Review by Derrick Carter
Running Time: 1 hour 27 minutes
MPAA Rating: R for Strong Horror Violence and Gruesome Images, Sexuality/Nudity and Language
Directed by: Tim Sullivan
Written by: Tim Sullivan & Chris Kobin
Starring: Robert Englund, Lin Shaye, Giuseppe Andrews, Jay Gillespie, Matthew Carey, Peter Stormare, Marla Malcolm, Gina Marie Heekin, Brian Gross & Mushond Lee
2001 MANIACS is one of those rare horror remakes that is miles better than the original. Based on Herschell Gordon Lewis’s TWO THOUSAND MANIACS!, Tim Sullivan’s remake is a much more tongue-in-cheek effort that ultimately comes off as a hilariously un-PC horror-comedy. Driven by a constant combination of horror and humor, 2001 MANIACS has so much to like within its fast-paced 87 minutes. This should be taken precisely as the kind of film it was intended to be: a silly slasher flick with lots of laughs and gallons of gore.

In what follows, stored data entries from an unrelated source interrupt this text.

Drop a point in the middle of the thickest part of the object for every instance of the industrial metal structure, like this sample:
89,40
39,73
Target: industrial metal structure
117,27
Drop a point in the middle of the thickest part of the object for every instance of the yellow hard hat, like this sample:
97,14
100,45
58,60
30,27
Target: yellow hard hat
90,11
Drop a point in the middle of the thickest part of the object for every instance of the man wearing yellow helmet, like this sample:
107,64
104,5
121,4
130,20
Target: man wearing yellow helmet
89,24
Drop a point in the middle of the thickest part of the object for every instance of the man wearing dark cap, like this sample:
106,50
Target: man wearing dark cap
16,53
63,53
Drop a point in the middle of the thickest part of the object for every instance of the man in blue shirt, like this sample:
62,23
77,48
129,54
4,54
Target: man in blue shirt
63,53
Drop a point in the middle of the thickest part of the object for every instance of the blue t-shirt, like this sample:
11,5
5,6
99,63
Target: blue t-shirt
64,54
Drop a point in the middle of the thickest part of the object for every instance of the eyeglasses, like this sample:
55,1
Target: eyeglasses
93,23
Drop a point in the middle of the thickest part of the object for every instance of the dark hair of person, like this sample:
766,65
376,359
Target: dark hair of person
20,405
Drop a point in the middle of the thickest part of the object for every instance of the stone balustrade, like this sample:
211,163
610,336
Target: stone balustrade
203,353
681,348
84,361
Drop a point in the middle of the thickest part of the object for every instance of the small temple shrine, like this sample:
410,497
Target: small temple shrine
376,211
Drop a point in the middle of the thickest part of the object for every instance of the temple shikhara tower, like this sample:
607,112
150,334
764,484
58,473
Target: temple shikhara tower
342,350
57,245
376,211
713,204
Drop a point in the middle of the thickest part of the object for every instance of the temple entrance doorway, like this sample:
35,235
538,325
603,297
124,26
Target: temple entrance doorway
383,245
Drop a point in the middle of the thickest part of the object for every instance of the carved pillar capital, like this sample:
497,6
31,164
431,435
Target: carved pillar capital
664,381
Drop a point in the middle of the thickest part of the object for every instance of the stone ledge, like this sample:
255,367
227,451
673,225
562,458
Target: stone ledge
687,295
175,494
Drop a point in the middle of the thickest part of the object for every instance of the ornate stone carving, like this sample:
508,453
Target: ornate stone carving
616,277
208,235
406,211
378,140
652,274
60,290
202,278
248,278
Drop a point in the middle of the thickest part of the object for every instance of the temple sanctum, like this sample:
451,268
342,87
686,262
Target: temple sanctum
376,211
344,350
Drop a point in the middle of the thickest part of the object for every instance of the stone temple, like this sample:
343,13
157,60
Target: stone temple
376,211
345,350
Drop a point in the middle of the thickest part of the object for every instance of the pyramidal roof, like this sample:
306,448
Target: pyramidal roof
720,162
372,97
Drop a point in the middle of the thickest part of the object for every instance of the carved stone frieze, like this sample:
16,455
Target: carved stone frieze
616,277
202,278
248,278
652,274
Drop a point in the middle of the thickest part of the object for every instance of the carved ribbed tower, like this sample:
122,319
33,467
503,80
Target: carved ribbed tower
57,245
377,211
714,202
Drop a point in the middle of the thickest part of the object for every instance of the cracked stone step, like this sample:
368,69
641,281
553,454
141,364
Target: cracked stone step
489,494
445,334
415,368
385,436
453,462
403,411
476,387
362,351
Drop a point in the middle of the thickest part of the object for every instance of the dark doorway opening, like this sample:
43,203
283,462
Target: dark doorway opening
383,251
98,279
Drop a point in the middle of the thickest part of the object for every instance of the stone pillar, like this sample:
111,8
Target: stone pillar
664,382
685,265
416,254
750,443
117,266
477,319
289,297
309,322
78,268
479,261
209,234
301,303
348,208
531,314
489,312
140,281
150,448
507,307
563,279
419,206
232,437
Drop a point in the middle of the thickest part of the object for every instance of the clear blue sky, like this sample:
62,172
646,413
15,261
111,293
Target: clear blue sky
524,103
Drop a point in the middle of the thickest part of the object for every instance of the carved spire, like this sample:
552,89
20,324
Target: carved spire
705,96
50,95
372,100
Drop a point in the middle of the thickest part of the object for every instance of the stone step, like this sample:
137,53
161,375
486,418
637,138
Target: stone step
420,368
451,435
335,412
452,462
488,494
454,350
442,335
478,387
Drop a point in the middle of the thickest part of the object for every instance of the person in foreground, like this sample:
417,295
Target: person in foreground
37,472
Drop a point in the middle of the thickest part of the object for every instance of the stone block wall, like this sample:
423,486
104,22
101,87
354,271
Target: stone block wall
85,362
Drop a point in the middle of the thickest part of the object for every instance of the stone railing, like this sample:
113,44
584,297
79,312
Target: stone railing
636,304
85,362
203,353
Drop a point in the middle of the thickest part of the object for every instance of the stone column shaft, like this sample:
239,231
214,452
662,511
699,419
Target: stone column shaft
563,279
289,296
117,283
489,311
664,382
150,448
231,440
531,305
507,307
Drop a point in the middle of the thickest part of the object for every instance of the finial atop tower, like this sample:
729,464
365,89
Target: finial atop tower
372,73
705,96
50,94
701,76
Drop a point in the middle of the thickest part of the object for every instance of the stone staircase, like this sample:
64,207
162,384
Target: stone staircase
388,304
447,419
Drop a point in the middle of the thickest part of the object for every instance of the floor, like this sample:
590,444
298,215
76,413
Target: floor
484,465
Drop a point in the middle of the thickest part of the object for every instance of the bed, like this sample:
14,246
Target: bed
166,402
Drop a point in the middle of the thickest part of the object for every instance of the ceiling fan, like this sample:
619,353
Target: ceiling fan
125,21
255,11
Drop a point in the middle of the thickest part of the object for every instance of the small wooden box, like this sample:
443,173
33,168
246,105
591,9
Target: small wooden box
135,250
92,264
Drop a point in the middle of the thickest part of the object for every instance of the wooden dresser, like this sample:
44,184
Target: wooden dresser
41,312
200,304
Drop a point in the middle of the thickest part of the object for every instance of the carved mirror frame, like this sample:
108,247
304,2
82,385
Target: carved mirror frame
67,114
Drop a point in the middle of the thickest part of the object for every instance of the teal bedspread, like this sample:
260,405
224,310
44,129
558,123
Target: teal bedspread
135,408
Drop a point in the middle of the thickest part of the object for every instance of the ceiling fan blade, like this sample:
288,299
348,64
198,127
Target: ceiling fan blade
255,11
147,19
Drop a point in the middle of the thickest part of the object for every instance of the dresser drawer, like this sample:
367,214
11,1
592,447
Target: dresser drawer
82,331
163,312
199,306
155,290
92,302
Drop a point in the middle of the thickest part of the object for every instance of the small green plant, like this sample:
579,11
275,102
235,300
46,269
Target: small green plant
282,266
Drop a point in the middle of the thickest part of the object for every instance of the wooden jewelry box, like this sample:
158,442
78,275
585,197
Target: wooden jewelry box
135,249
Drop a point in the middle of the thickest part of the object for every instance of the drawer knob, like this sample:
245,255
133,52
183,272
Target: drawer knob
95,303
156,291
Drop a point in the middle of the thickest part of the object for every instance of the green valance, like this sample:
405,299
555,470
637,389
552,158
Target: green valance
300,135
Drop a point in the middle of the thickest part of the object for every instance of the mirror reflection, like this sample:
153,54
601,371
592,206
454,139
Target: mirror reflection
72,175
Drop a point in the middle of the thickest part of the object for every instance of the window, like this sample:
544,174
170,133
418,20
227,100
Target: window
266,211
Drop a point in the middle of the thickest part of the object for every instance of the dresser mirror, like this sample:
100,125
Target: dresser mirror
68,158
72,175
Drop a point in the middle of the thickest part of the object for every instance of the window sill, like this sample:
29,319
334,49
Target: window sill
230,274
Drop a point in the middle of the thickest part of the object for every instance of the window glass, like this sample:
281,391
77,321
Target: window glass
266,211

Anderson Lee and his two best friends have taken to the road for Spring Break. On the way to Daytona Beach, the trio of hapless frat guys take a wrong turn. Instead of leading them to a beach filled with babes, this misguided detour has landed the group in the old-fashioned Pleasant Valley. It seems that the boys have arrived just in time for a big celebration. However, they aren’t the only guests of honor, because two more guys and three gals arrive shortly after. Taking the extremely old-fashioned Southern charm and friendly townsfolk as a good sign, the group of “guests” decide to stick around for the Guts and Glory Jubilee. After all, there’s a delicious barbecue at the end of the festival. What our “guests” don’t know is that they are the menu!
2001 MANIACS knows exactly what it wants to be. This is a deliberately over-the-top horror-comedy that’s full of un-PC humor and cheesy gore. The former is definitely the driving force of what makes this slasher work so well. Throughout the years, we’ve seen so many dull and dreary slasher films that hit the same clichés and don’t have the decency to have fun with them. 2001 MANIACS utilizes a lot of the crazy situations that might be brought on by a group of modern college kids running headlong into old-school Confederate cannibals. What’s especially funny is that director/co-writer Tim Sullivan includes three people who the Confederates would have hated from the get-go. We get a black biker, his Asian girlfriend, and a gay guy thrown into the pool of victims. The interactions between the town full of insane Southerners and these three particular characters are hysterical to watch. The Mayor’s reaction to finding out that his son may be attracted to the gay guy is especially hilarious. It sounds like 2001 MANIACS might be offensive from that description, but it should be made clear that Tim Sullivan is exploiting every redneck joke he gets an opportunity to. From kissing cousins and bestiality to jokes about racial tensions and sex, nobody is safe from the crude and very funny comedic jabs.
However, the laughs only make up half the film as the gore is especially glorious. Using mostly practical effects, 2001 MANIACS certainly doesn’t skimp on the blood or creative kills. Part of the fun is to guess how each character will meet their untimely demise. A couple of pieces of foreshadowing come back in a big way. We get severed limbs, popped out eyeballs, impalements, and many other acts of wanton violence. None of it is meant to be taken seriously at all as each death is accompanied by a few bad puns. The protagonists/victims are nothing to write home about. These are your average slasher stereotypes. There’s the jock, the black guy (who doesn’t meet the typical dying-first cliché), the nerd, the slut, the horn-dog, the gay guy, the final girl, etc. These characters were here to die and served their purpose well. The antagonists are quite a different story. These Confederate cannibals are colorful individuals and each seem to have an identity (as brief as their screen time might be). Robert Englund is especially enjoyable as the sinister Mayor Buckman.
2001 MANIACS might not be the greatest horror-comedy or slasher ever, but it’s a gory blast of fun from beginning to end. The story is silly and the protagonists are stupid, but these factors lend to the enjoyment. Tim Sullivan crafted both a remake that’s far superior to its source material and a wholly enjoyable horror-comedy. This is the kind of film that knows exactly what it wants to be. Everyone seems to have had fun making it and that radiates off the screen. If you’re in the mood for a crazy, gory and stupid good time, then 2001 MANIACS is probably right up your alley.